During the 12-month study period, the CREST-LLS program included 230,021 participants and 7,500 zip codes within a 50-mile radius of a CREST-2 clinical center. Most participants were women (60.3%) and White (78.4%), with 10.0% Black patients. The overall rates of abnormal carotid ultrasound findings ranged from 0.15 to 0.76% and varied by race and sex, with higher rates in men, Native American and White participants. Of the 230,021 participants screened, 646 were suspected of having high grade carotid stenosis. Of these, 200 consented to be contacted by the local CREST-2 center, but only 39 patients agreed to participate and were evaluated at a local CREST-2 center. Of those that agreed to evaluation, 33.3% were women, 87.2% White, and 7.7% Black. Of these 39 patients, 27 were confirmed to have >70% stenosis, though only 3 patients agreed to participate. One of the 3 was a woman, and none were racial/ethnic minority.
Overall, the CREST-LLS was able to identify 646 patients out of 230,021 individuals screened with carotid stenosis, despite the low prevalence. However, only 3 of those identified agreed to enroll in CREST-2, none of which were minorities and only 1 was a woman. Therefore, while the CREST-LLS program was successful in identifying patients who qualify for enrollment, it was not successful in recruiting for participation.

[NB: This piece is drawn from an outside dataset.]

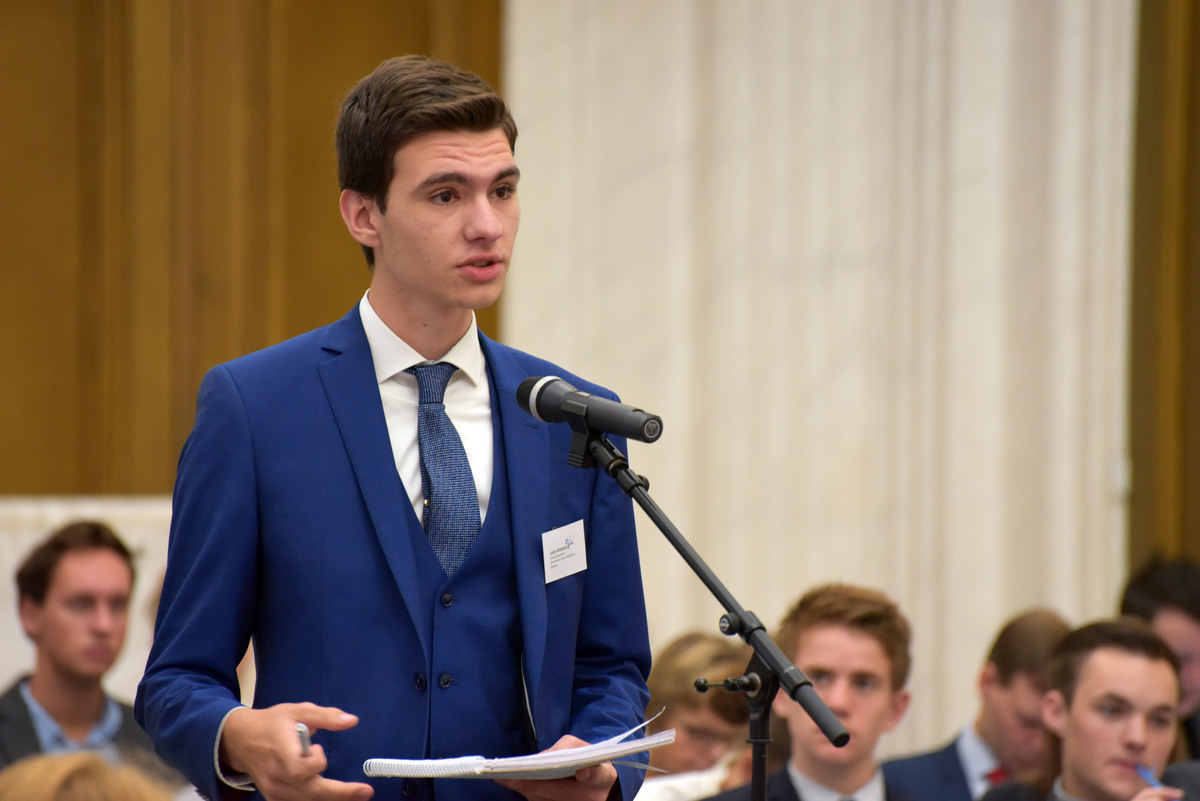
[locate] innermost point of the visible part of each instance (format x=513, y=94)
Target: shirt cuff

The authors note the invasive intervention may have deterred participants from enrolling in the CREST-2 trial, especially given the diagnosis of carotid stenosis was new for most participants. Further, the authors note that the initial contact with eligible participants was made by non-medical staff who may not have been able to answer clinical questions and therefore deterred individuals from participating. However, only 39/200 patients contacted by medical staff agreed to the evaluation, despite their expertise in the CREST-2 trial. The researchers noted most of those patients preferred to be followed by their primary care physician, perhaps due to a stronger therapeutic relationship as well as location closer to their homes.
This study is an important step in understanding why women and minorities are often not recruited successfully in clinical trials. For example, more women were screened and agreed to be contacted by telephone than men, but fewer women agreed to be evaluated at a CREST-2 center than men. Minority participation decreased the most between the time of the screening and their agreement to be contacted by a CREST-2 center, perhaps representing their distrust of research or socioeconomic burdens which may make travel to a CREST-2 site difficult.

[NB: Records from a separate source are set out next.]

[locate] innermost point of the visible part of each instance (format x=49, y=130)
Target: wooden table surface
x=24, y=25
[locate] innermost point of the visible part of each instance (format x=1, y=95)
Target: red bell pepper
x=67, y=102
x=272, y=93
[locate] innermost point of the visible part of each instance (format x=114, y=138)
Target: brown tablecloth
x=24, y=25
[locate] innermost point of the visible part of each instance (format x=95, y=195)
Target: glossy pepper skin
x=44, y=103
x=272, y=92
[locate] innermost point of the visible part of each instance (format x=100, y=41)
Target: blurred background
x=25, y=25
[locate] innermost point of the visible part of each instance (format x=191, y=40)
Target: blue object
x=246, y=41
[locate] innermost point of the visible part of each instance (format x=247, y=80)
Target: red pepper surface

There were two main limitations in understanding the difficulty of recruiting women and minorities. First was the inability to assess the 400 patients who did not agree to be contacted to understand why they did not want to participate. Second was the lack of specific questions to identify other variables which affect participation such as education level, urban versus rural location, income, marital status, and transportation availability.
Despite these limitations, the authors developed an innovative way to identify asymptomatic patients in the community who have underlying vascular disease. Future studies to more thoroughly evaluate reasons for non-participation of women and minorities will add to this work.